Places like Dogfish and Fullsteam go above and beyond to use *real* products in their beer, often with more care for the product than the cost. It’s very commendable, especially when you want someone to experience a true flavor.
Great post, Bryan.
I bought a bottle of DuClaw Euforia (Toffee Nut Brown Ale) and had this exact same expectational let down. It was a pretty tasty beer, but I bought it expecting (if not wanting) toffee, nuts, sweet, grainy flavor. Weird how one word can establish an entire spectrum of expectation.

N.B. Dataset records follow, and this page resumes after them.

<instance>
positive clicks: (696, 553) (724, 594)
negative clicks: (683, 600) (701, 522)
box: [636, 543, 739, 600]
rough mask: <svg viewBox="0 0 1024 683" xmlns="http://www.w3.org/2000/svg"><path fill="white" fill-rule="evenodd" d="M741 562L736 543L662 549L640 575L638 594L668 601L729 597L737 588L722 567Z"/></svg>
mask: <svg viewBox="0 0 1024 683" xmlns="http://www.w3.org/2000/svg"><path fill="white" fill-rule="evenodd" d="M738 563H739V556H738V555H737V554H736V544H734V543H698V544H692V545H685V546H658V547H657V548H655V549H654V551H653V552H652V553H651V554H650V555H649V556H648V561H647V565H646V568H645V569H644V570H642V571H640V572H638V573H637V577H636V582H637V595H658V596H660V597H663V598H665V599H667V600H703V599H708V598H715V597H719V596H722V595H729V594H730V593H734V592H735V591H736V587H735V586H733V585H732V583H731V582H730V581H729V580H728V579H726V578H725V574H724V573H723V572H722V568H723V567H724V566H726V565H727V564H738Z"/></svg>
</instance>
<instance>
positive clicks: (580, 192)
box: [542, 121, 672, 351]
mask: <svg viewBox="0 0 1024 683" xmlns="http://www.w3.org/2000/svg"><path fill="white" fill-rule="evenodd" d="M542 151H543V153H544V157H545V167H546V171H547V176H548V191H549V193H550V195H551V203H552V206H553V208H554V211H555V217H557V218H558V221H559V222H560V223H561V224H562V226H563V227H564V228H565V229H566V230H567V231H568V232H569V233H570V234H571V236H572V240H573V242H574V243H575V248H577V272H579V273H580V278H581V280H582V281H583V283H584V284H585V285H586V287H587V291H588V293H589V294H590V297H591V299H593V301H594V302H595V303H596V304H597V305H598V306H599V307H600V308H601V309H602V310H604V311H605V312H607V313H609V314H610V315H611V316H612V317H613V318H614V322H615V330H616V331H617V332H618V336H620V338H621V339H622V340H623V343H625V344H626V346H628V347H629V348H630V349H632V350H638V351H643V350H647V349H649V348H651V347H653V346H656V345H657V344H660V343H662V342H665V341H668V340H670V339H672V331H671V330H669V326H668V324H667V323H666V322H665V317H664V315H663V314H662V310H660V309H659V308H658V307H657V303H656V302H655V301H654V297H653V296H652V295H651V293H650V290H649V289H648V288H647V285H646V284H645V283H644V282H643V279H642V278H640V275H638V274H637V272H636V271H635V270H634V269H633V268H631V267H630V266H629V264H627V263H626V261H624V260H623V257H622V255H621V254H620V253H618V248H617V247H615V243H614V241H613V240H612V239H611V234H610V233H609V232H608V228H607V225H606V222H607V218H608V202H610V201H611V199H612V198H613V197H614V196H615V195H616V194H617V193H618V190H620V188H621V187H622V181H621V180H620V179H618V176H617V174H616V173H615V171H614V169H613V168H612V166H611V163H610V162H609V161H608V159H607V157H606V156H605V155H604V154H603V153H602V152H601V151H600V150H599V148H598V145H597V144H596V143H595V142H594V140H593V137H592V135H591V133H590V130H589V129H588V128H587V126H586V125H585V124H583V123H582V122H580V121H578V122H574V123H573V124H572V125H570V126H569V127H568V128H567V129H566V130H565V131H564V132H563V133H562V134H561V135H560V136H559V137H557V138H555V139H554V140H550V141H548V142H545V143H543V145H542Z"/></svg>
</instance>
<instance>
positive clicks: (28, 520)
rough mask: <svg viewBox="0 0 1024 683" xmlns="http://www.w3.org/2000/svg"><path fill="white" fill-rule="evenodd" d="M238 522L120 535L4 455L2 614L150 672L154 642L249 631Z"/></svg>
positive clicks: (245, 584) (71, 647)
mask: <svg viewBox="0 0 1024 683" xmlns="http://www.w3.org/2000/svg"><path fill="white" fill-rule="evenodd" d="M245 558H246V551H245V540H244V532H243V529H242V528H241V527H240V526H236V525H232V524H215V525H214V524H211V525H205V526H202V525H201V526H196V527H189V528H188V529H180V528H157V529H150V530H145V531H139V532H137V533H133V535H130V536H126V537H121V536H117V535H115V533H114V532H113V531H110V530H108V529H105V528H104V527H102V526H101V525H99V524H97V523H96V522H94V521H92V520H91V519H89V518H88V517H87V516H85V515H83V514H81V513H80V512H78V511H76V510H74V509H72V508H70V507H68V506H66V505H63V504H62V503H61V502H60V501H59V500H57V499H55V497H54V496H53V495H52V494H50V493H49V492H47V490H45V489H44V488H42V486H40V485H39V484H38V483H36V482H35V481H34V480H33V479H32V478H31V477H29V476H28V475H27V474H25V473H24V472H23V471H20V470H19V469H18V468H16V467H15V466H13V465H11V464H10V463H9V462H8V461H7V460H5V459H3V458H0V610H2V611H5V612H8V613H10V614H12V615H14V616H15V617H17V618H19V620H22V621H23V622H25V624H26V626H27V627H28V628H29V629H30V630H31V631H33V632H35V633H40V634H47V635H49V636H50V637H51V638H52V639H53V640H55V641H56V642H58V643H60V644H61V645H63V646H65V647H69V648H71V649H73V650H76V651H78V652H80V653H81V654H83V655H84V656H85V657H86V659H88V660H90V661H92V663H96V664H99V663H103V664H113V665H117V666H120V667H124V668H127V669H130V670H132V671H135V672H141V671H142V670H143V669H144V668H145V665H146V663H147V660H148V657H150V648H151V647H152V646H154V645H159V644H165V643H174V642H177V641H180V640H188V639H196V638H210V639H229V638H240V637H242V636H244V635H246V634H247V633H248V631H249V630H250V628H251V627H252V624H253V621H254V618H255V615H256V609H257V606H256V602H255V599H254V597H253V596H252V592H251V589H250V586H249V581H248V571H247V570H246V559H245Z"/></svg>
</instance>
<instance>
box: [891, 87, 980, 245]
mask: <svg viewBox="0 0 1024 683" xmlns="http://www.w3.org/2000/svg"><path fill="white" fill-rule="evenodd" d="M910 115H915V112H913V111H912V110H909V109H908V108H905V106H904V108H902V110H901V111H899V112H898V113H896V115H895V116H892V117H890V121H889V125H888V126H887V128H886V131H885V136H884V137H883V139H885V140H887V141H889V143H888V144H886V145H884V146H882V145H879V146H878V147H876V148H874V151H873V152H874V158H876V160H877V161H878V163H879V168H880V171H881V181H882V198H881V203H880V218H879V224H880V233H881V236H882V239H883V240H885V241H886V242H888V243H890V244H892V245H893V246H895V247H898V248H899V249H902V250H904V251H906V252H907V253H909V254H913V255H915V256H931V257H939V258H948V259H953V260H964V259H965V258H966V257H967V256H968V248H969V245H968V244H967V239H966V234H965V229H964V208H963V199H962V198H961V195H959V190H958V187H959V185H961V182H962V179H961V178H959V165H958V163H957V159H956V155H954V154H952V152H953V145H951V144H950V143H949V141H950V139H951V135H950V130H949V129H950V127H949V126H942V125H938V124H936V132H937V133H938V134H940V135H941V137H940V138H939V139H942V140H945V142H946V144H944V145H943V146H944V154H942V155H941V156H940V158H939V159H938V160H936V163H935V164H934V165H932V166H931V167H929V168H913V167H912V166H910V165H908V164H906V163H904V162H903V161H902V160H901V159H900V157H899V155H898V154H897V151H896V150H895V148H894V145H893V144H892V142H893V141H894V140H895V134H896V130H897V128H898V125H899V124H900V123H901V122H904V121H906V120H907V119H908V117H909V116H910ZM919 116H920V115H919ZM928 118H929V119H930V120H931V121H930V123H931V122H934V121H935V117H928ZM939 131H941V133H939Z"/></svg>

I think (and hope without writing a whole separate essay on American food culture) that this can be tied to a bigger theme. Americans have done something irreversible to taste by constantly pushing the acceptable boundaries of food. American versions of Asian and Italian are salt and sauce laden monstrosities compared to what their original recipe designers had in mind. I’ve had people look at me straight faced and tell me they don’t think fresh fruit is “sweet enough” mainly because they drink soda all day long.

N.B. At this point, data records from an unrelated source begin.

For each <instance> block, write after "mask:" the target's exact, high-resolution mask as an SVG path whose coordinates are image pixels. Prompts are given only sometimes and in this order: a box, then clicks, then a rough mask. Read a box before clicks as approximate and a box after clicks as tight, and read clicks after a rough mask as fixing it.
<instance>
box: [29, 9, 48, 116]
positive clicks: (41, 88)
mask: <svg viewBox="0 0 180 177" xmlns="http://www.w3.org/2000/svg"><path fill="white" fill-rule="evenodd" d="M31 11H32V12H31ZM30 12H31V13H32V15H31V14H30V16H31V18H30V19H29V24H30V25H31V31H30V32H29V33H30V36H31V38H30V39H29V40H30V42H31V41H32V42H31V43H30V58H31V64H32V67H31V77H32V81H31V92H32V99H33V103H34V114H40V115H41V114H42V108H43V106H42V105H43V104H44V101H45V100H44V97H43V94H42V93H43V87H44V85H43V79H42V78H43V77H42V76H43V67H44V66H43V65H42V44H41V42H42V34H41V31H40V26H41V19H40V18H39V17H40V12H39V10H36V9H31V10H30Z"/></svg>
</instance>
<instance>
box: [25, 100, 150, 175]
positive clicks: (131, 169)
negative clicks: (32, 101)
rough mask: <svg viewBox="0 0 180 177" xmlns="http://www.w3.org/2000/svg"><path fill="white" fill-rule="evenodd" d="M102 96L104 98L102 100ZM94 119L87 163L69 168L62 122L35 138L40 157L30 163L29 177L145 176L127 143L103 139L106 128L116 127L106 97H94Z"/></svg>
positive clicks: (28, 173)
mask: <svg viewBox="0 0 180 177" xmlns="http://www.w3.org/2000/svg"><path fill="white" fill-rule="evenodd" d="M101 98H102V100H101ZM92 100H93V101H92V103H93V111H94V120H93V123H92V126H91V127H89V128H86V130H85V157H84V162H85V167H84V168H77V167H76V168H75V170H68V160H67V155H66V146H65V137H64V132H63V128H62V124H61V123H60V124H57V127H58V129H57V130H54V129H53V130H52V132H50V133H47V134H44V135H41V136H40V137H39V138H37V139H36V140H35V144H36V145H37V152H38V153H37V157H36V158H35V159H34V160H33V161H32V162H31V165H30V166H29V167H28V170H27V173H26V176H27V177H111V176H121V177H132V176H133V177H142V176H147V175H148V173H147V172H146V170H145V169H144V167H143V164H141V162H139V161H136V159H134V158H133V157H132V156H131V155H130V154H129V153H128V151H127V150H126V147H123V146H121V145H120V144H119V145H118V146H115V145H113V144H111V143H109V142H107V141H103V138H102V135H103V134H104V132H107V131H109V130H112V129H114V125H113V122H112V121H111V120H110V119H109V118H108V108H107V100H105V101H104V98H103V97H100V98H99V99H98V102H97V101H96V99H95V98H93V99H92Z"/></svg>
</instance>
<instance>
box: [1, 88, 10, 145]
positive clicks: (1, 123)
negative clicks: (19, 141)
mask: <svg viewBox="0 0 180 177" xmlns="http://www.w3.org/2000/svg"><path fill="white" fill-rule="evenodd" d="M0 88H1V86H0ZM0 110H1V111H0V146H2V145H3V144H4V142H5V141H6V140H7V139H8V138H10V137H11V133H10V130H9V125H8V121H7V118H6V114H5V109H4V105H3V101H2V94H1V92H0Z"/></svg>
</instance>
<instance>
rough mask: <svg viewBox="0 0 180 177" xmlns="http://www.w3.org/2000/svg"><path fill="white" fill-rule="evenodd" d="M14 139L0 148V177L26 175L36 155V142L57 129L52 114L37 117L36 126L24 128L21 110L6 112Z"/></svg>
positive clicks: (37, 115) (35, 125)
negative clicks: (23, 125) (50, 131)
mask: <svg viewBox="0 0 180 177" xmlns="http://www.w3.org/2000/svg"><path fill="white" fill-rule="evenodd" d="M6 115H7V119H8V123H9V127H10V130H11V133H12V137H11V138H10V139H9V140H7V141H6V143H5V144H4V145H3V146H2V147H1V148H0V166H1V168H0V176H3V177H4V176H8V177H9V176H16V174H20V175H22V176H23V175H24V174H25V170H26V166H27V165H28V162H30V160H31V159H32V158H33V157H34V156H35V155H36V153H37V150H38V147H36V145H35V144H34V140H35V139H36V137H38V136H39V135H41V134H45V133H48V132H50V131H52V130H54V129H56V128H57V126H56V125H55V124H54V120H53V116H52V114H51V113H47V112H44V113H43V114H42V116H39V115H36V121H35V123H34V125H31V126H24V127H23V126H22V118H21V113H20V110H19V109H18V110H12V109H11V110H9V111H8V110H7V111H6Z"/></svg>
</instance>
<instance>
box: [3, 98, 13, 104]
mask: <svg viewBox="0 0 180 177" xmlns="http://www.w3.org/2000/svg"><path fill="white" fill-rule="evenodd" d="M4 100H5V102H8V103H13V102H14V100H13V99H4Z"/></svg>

Our expectations have been taken to the extreme by all the extreme food we eat. If it doesn’t live up, or achieve a flavor that is probably actually a parody of the flavor it’s supposed to be, it gets labeled a failure.
MOAR FLAVERZ PLS.
But yes, there is most certainly a broader issue at hand. Subtlety is not a particularly valued American virtue, but it provides an odd history of sorts with beer. It wasn’t long ago Keystone was made famous by the “Bitter Beer Face” ads because all hell would break loose if there were other flavors to beer than … “beer.” Even today, the Big Boys of American Lager are very careful to pursue well-articulated descriptions, lest the general public taste anything other than “beer.”

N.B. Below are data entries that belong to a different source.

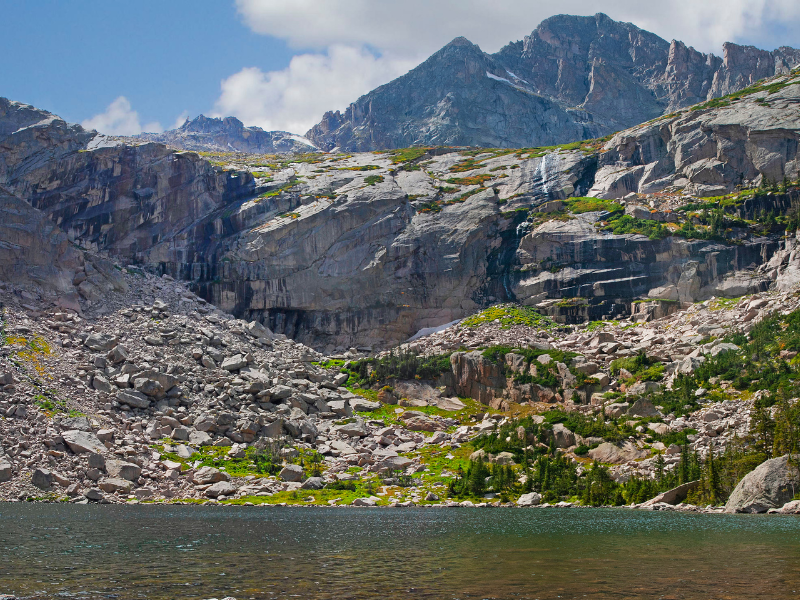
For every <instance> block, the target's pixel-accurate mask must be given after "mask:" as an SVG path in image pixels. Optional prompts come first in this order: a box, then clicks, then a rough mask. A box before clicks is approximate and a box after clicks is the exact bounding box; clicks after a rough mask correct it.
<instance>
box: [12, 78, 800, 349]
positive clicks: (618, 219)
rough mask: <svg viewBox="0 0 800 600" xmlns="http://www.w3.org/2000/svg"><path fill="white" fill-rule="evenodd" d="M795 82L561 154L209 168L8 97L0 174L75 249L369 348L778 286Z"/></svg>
mask: <svg viewBox="0 0 800 600" xmlns="http://www.w3.org/2000/svg"><path fill="white" fill-rule="evenodd" d="M798 97H800V74H798V73H797V72H793V73H791V74H789V75H785V76H779V77H776V78H772V79H770V80H768V81H765V82H762V83H759V84H758V85H755V86H751V87H750V88H748V89H747V90H744V91H740V92H737V93H736V94H734V95H730V96H726V97H724V98H721V99H716V100H713V101H711V102H708V103H705V104H701V105H698V106H695V107H692V108H691V109H683V110H681V111H678V112H677V113H675V114H672V115H669V116H665V117H661V118H659V119H657V120H655V121H653V122H649V123H645V124H643V125H640V126H637V127H634V128H632V129H629V130H626V131H623V132H620V133H619V134H617V135H615V136H613V137H612V138H610V139H604V140H602V139H601V140H594V141H590V142H583V143H573V144H568V145H564V146H561V147H557V148H522V149H517V150H503V149H494V150H492V149H488V150H471V149H467V148H458V147H430V148H411V149H404V150H395V151H382V152H376V153H361V154H355V155H347V154H324V153H318V154H311V155H303V156H297V157H294V158H292V157H278V156H266V157H265V156H264V155H247V154H238V155H236V154H230V153H219V154H218V155H215V156H214V157H213V158H215V159H216V160H215V162H216V163H222V164H223V167H219V166H212V165H211V164H210V163H208V162H206V161H205V160H203V159H202V158H200V157H199V156H198V155H197V154H195V153H191V152H177V151H174V150H169V149H167V148H166V147H164V146H163V145H160V144H156V143H140V144H138V145H132V144H123V143H119V142H115V141H110V140H108V139H107V138H104V137H102V136H98V135H97V134H95V133H93V132H86V131H84V130H83V129H81V128H80V127H78V126H70V125H67V124H66V123H64V122H63V121H62V120H61V119H58V118H57V117H55V116H53V115H50V114H49V113H45V112H43V111H37V110H36V109H33V108H31V107H27V106H25V105H20V104H18V103H13V102H10V101H3V104H2V106H3V107H4V108H3V110H4V115H5V117H4V119H2V120H1V121H2V123H3V125H2V126H3V129H2V131H3V137H2V138H1V139H0V149H2V153H0V155H1V156H2V163H0V169H2V170H0V174H2V178H3V179H2V181H1V182H0V183H1V184H2V185H3V186H4V187H5V188H6V190H7V191H8V194H10V195H13V196H16V197H17V198H19V199H22V200H24V201H25V202H26V203H27V204H28V205H29V206H30V207H31V208H32V209H33V210H35V211H40V212H41V213H42V214H43V215H46V216H47V217H49V218H50V220H51V222H52V223H54V224H55V225H56V226H57V227H58V230H60V231H63V232H64V234H65V235H66V238H67V239H69V240H70V241H72V242H73V243H75V244H77V245H78V246H80V248H82V249H83V250H84V251H91V252H93V253H101V254H103V255H105V256H108V257H111V258H114V259H116V260H118V261H120V262H122V264H138V265H141V266H144V267H146V268H147V269H150V270H153V271H155V272H158V273H167V274H170V275H172V276H173V277H175V278H179V279H183V280H187V281H189V282H190V284H191V285H192V286H193V289H194V290H195V291H196V292H198V293H199V294H200V295H201V296H202V297H204V298H205V299H207V300H208V301H210V302H213V303H214V304H215V305H217V306H219V307H220V308H222V309H224V310H225V311H228V312H232V313H234V314H236V315H238V316H241V317H246V318H248V319H251V320H257V321H260V322H262V323H263V324H265V325H267V326H269V327H270V328H271V329H272V330H274V331H276V332H278V333H285V334H286V335H288V336H290V337H292V338H295V339H299V340H302V341H303V342H305V343H308V344H312V345H314V346H316V347H320V348H328V349H330V350H333V349H335V348H337V347H340V346H353V345H361V346H368V347H379V346H383V345H386V344H391V343H393V342H396V341H400V340H403V339H406V338H408V337H409V336H410V335H412V334H414V333H415V332H417V331H418V330H420V329H423V328H426V327H438V326H441V325H442V324H445V323H448V322H451V321H454V320H456V319H460V318H462V317H465V316H467V315H469V314H471V313H473V312H475V311H476V310H479V309H480V308H483V307H485V306H487V305H490V304H492V303H496V302H498V301H509V300H510V301H518V302H521V303H525V304H528V305H531V306H536V307H537V308H539V309H540V310H541V311H542V312H546V313H547V314H549V315H551V316H552V317H554V318H556V319H557V320H560V321H561V322H577V321H581V320H586V319H597V318H600V317H604V318H605V317H613V316H617V315H625V314H630V313H631V312H638V311H641V310H643V309H644V308H645V307H642V306H640V305H639V304H635V302H634V301H635V300H637V299H641V298H649V299H651V300H653V301H658V302H655V304H652V305H648V307H646V308H648V309H649V308H651V307H653V306H657V308H653V310H652V311H651V312H650V313H648V314H651V316H652V315H656V314H662V313H663V312H664V311H669V310H671V306H670V304H669V303H670V302H678V303H688V302H692V301H696V300H701V299H704V298H708V297H710V296H712V295H715V296H725V295H728V296H730V295H741V294H743V293H755V292H758V291H762V290H764V289H766V288H767V287H770V286H772V285H773V283H774V282H775V281H776V279H777V278H778V276H779V273H778V271H779V269H777V268H776V267H770V268H767V264H768V263H769V261H770V260H771V259H772V257H773V256H775V255H777V253H778V252H779V251H783V247H784V242H783V241H782V239H781V235H780V234H781V232H782V231H783V230H781V229H779V228H776V227H775V226H774V225H773V224H772V223H771V222H770V221H769V220H764V215H765V214H767V213H769V214H772V215H773V216H775V215H777V216H778V217H779V218H780V219H783V220H782V221H781V223H782V224H783V225H782V226H783V227H784V228H785V227H786V226H787V225H786V223H788V221H786V219H790V218H791V214H793V213H792V211H793V210H795V209H794V205H795V204H796V203H797V202H798V198H797V191H796V190H795V189H794V188H793V187H791V186H790V185H788V186H787V183H788V182H791V181H794V180H795V179H797V178H798V175H800V173H799V172H798V167H799V166H800V165H798V160H797V143H798V135H799V134H800V132H799V131H798V123H799V122H800V119H798V104H797V98H798ZM780 182H783V183H782V184H780V185H781V189H778V188H777V187H775V186H776V185H777V184H779V183H780ZM740 188H744V191H741V192H740V191H737V190H739V189H740ZM773 188H774V189H773ZM709 194H717V195H722V194H725V196H724V197H723V198H721V199H720V198H716V199H714V198H712V199H710V202H708V201H705V200H703V197H704V196H708V195H709ZM704 202H705V204H703V203H704ZM694 204H696V205H698V206H700V205H702V206H705V208H704V209H702V210H701V211H700V213H698V214H695V213H693V212H692V210H691V208H689V209H686V208H682V207H684V206H685V205H689V206H690V207H691V206H692V205H694ZM679 208H681V210H678V209H679ZM709 210H713V211H718V212H719V211H721V213H723V214H719V215H717V216H715V217H714V218H715V219H716V221H715V223H716V224H715V225H713V227H712V223H711V220H710V218H711V217H710V213H709V212H708V211H709ZM703 211H705V212H703ZM35 214H36V215H37V218H39V216H38V214H39V213H35ZM759 219H760V220H759ZM66 279H69V277H66ZM79 279H80V278H79ZM84 288H86V286H84ZM62 292H63V293H67V292H68V290H62ZM78 293H79V294H81V295H82V296H83V297H84V298H86V297H90V296H91V293H90V290H87V289H85V290H84V292H83V293H81V292H78Z"/></svg>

It’s like when Heineken announced they were going to start using Cascade hops in their beer. It was made to be a selling point, but the “fine print” explained they weren’t actually going to change the taste of the beer at all.
“Nut brown” to me evokes a colour, not a flavour.. like “golden brown”, but I accept your point about nominative determinism. It’s all about the planted seed, and can also be observed at tastings when someone suggests a novel flavour interpretation which quickly becomes unanimous. My brother and I have had fun offering absurd ideas only to have the host and others nodding sagely, “Yes, yes, I can taste the rambutan and play-doh, and the lingering Cheerios…” But if I say something reminds me of vegemite, I’d probably lose an American audience, because there is no common experience. Labels, then, must offer a reasonably generic profile to capture the nostalgia of flavour or aroma of targeted consumers. Out also speaks to a lack of sophistication of the palate or an eloquence to articulate the complexities encountered by the tongue. Strong fruit flavours are instantly identifiable, so we hear “citrus” out “passionfruit” often, but subtle esters are less easy to find words for. So if the label spells it out, in the name or the tasting notes, or marketing spiel, that becomes a point of reference. I once (last year) had a “Cock Ale” which reassuringly (in one sense) went on to explain a whole chicken had been steeped in the brew. I honestly don’t know if it really tasted of chicken, or was merely foul…
^gets it.
I can’t help but fully agree with all this. Wonderfully spelled out, for sure. It’s a delicate balance, this art of brewing, and like other arts, there is room for interpretation beyond what the artist intends.